Go Back  Airline Pilot Central Forums > Airline Pilot Forums > Regional > Mesa Airlines
Mesa CEO blames Captains, unions for low pay >

Mesa CEO blames Captains, unions for low pay

Search

Notices
Mesa Airlines Regional Airline

Mesa CEO blames Captains, unions for low pay

Thread Tools
 
Search this Thread
 
Old 05-15-2014 | 05:05 AM
  #31  
Gets Weekends Off
 
Joined: Jan 2009
Posts: 880
Likes: 0
From: Airbus 319/320 Captain
Default

Originally Posted by Iowa Farm Boy
Oh to be born with with a silver spoon, make EVERY SINGLE life choice correctly, marry a rich girl, and have good timing.

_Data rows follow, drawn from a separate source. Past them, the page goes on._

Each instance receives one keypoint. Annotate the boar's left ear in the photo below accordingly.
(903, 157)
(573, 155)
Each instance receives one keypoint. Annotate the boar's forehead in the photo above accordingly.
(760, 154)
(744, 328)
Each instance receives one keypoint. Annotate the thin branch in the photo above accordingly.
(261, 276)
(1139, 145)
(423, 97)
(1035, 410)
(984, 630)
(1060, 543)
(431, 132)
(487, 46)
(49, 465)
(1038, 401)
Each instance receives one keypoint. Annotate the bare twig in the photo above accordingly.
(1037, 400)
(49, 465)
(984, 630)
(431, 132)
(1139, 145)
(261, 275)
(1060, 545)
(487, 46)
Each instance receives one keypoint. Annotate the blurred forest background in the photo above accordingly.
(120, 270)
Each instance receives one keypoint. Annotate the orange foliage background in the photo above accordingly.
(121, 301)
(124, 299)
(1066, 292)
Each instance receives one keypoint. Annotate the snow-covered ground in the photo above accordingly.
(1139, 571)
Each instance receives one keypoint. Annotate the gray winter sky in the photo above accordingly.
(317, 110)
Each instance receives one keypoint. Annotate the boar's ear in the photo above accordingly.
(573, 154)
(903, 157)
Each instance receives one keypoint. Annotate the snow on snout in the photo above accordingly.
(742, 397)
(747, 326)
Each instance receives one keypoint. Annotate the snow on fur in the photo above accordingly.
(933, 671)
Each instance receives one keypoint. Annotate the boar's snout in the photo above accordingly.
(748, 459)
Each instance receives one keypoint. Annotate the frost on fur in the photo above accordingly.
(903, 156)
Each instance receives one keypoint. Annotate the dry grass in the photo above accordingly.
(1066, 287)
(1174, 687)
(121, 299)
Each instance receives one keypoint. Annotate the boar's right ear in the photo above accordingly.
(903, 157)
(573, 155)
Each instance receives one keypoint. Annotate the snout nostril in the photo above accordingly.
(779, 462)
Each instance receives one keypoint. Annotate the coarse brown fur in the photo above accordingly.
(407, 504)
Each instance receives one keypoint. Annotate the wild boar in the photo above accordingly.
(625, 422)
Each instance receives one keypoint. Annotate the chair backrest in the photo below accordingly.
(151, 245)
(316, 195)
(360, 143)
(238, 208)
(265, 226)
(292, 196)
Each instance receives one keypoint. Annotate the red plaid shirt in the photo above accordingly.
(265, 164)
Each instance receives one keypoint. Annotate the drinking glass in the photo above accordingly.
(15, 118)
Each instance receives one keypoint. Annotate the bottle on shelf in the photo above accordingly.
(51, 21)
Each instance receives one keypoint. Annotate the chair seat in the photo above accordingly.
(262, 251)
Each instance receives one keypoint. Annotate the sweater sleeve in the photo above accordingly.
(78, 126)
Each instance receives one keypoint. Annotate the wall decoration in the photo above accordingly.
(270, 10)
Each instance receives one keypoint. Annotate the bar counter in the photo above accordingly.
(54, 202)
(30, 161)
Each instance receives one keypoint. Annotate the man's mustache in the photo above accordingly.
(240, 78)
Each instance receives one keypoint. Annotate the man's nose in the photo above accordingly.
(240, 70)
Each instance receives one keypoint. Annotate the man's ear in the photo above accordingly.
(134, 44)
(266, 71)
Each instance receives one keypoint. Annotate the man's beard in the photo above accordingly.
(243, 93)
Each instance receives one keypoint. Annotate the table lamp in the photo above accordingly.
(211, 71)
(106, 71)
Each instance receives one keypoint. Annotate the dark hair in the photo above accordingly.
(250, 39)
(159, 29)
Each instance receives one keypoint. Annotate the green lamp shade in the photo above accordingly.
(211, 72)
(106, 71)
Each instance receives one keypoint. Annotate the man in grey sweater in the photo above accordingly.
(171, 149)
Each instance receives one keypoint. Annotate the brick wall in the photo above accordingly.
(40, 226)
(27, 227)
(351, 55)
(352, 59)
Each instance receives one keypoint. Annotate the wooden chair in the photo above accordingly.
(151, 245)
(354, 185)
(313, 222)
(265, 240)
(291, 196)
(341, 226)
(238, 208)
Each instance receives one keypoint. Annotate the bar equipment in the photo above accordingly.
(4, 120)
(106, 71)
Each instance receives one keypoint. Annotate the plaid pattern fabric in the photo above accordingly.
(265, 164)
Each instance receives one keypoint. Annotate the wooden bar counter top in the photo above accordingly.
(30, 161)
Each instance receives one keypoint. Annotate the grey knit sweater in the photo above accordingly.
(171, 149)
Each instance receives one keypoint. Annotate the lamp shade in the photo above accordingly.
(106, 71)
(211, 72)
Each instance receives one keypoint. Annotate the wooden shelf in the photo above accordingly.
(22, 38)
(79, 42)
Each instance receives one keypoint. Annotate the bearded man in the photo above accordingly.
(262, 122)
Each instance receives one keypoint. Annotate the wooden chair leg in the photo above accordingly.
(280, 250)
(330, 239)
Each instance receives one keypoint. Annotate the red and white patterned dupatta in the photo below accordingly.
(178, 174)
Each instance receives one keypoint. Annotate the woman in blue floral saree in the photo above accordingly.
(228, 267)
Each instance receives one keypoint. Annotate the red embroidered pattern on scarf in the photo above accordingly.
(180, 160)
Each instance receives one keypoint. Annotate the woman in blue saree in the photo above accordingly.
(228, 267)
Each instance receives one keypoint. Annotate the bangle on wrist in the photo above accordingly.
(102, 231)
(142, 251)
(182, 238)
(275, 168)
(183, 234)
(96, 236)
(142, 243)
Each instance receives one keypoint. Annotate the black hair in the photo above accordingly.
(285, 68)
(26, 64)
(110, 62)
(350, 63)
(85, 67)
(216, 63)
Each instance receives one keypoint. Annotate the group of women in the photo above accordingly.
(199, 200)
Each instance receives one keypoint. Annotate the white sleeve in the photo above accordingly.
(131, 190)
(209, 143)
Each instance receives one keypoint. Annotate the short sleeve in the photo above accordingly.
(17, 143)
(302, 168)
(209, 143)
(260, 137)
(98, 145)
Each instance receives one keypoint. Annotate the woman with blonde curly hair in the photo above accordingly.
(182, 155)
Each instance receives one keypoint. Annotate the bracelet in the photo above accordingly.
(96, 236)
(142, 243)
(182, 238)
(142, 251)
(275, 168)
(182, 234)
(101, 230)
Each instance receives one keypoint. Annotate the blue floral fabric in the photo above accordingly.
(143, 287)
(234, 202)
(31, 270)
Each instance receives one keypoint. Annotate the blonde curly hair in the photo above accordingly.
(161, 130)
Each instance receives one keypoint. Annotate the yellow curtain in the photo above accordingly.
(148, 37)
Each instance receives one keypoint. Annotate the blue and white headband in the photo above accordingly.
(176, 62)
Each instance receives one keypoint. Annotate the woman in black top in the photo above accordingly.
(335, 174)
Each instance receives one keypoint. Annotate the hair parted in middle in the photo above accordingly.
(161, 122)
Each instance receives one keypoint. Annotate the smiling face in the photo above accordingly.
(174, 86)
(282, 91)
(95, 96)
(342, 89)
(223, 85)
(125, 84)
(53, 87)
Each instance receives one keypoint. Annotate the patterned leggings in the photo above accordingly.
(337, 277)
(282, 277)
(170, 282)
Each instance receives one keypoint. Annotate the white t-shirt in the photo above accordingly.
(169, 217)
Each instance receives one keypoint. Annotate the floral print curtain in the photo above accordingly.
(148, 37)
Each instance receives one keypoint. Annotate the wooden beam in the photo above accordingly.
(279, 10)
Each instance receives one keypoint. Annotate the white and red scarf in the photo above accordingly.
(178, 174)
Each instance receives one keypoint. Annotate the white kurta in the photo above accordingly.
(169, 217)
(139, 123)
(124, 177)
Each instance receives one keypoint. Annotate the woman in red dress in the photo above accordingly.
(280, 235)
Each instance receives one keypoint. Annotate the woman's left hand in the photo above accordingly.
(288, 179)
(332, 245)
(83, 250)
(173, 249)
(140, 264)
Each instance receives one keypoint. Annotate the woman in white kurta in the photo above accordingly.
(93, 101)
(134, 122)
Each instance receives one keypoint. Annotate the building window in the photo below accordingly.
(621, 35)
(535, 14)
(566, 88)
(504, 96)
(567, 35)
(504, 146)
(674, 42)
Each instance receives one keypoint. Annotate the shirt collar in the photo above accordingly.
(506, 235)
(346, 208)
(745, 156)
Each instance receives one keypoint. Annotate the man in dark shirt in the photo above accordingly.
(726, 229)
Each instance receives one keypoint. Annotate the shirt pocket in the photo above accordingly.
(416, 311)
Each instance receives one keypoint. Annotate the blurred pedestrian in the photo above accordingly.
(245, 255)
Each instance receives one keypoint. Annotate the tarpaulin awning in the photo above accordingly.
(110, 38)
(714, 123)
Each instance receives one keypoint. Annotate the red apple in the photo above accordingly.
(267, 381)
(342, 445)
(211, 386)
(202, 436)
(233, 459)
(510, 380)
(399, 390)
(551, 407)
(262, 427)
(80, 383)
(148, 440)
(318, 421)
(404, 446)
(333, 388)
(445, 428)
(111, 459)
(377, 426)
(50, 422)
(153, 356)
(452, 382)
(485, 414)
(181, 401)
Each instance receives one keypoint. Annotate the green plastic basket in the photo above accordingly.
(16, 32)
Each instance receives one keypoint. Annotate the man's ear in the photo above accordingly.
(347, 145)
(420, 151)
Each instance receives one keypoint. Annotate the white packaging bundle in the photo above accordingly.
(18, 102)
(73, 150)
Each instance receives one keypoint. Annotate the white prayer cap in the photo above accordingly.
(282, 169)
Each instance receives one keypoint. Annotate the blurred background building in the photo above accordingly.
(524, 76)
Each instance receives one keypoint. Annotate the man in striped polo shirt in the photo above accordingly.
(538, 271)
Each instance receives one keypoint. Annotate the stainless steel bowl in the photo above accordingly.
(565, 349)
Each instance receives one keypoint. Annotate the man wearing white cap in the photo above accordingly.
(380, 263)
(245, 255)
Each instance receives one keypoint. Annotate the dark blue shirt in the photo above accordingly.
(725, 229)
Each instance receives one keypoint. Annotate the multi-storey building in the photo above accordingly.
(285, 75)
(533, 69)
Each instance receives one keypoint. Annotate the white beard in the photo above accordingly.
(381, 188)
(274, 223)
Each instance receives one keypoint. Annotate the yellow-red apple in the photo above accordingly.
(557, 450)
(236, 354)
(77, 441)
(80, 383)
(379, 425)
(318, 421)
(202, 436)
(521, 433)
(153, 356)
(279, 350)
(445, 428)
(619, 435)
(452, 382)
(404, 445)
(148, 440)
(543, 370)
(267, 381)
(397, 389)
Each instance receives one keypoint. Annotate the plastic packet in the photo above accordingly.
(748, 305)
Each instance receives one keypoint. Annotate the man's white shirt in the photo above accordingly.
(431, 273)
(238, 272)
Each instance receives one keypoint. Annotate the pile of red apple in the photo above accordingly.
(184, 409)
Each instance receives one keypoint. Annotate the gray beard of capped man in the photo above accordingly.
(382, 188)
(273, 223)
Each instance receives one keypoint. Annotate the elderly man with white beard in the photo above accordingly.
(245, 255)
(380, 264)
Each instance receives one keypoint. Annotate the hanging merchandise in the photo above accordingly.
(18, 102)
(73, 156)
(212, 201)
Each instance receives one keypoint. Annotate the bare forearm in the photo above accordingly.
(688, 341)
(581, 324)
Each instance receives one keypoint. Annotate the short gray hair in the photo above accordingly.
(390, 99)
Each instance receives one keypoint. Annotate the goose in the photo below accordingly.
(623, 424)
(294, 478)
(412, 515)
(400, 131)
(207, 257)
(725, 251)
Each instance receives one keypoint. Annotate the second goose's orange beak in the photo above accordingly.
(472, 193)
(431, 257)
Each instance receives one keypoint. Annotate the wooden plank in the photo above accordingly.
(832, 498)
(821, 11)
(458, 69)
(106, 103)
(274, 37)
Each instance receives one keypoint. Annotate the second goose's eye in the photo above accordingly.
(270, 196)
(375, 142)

I didn't start flying until I had a family, and paid for it out of pocket with no loans. I stayed at jobs that allowed me to actually raise my family, and then came to a regional just in time to be denied upgrade because of 9/11. When I did hold CA (at the 8 yr. mark) I got displaced the day after finishing IOE.

I may yet get to a major, or I may retire at a regional. Either way I hope to not fly with gilded wonder boys (guess who?). My success or failure is not defined by you. I'll let my wife, son and grandsons decide after I'm gone.
Yes, one of the more idiotic statements ever made on APC.
Reply
Old 05-15-2014 | 05:38 AM
  #32  
Banned
 
Joined: Mar 2011
Posts: 726
Likes: 0
Default

Originally Posted by toomanyrjs
He actually makes a valid point. "Captain" pay should be capped around 65k and FO's should start around 50k. There's no reason to reward lifers for their career failures. Get hired, get your time, gtfo. It's how it's always been.
Incredibly ignorant. It hasn't always been 50% of the flying was done by regionals. Infact in the beginning of the decade I think it was around 5%. Either way, people can't gtfo if there is no where to go. It is the majors that turned regional flying into a career decision instead of a stepping stone by shifting more flying from mainline to the regionals.
Reply
Old 05-15-2014 | 06:06 AM
  #33  
Banned
 
Joined: Nov 2013
Posts: 4,378
Likes: 0
From: 7th green
Default

Originally Posted by toomanyrjs
There's no reason to reward lifers for their career failures. Get hired, get your time, gtfo. It's how it's always been.
I hate to tell you this, but airline flying is a pyramid. Not everyone is going to get on with the majors, no matter how many pilots they hire.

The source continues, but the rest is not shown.